Davie Holt

Personal information
- Full name: David Duff Holt
- Date of birth: 3 January 1936 (age 90)
- Place of birth: Glasgow, Scotland
- Height: 5 ft 08 in (1.73 m)
- Position: Left back

Youth career
- Glentyan Thistle
- Newhill Amateurs
- Lugar Boswell Thistle

Senior career*
- Years: Team / Apps / (Gls)
- 1957–1960: Queen's Park / 61 / (2)
- 1960–1969: Heart of Midlothian / 231 / (0)
- 1969–1970: Partick Thistle / 19 / (0)
- Total:  / 311 / (2)

International career
- 1958: Scotland U23 / 1 / (0)
- 1960: Great Britain / 3 / (0)
- 1963–1964: Scotland / 5 / (0)
- 1964: SFA trial v SFL / 1 / (0)
- 1964: Scottish League XI / 1 / (0)

= David Holt (footballer, born 1936) =

Scottish footballer (born 1936)

David Duff Holt (born 3 January 1936) is a Scottish former international footballer who played as a left back. During his playing career, Holt made more than 300 appearances in the Scottish Football League for Queen's Park, Heart of Midlothian and Partick Thistle between 1957 and 1970.

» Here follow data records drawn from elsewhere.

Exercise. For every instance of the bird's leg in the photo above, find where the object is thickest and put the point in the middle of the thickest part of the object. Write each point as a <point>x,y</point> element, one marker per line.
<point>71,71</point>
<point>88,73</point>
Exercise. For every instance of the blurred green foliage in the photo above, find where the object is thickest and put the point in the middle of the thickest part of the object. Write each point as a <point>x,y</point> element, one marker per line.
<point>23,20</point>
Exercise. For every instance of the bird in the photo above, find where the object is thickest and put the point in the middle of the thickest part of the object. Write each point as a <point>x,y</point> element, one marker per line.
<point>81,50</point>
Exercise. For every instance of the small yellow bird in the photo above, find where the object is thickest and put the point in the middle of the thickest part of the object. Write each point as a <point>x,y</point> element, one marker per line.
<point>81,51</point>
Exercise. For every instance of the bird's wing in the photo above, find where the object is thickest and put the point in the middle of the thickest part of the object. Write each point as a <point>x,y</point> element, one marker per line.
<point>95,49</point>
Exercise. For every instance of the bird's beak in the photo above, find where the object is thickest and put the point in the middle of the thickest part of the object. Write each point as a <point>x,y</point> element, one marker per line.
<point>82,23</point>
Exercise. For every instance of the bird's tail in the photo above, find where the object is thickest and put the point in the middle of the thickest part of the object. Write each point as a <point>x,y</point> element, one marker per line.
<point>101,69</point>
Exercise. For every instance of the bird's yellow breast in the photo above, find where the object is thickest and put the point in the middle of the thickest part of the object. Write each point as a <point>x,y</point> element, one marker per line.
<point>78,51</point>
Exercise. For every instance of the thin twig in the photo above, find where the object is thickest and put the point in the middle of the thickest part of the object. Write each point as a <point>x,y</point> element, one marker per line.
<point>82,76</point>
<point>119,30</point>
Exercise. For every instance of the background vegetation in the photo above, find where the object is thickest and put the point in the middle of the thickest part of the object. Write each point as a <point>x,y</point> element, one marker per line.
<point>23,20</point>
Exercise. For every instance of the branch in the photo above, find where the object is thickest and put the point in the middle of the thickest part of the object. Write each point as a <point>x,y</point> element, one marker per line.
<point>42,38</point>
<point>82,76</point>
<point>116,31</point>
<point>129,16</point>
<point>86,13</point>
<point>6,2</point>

At Hearts (who were reigning Scottish champions at the time he joined the club), Holt won the 1962–63 Scottish League Cup during his nine-year spell at Tynecastle Park and was an important member of the team which only missed out on the 1964–65 Scottish Division One title on goal average. However, he was released on a free transfer in 1969 and later stated he felt he had been badly treated by the club.

Holt, who earned five caps for Scotland national side, also represented Great Britain at the 1960 Summer Olympics (being able to do so as he played for Queen's Park who operated on an amateur basis).

Holt later worked as a taxi driver for many years.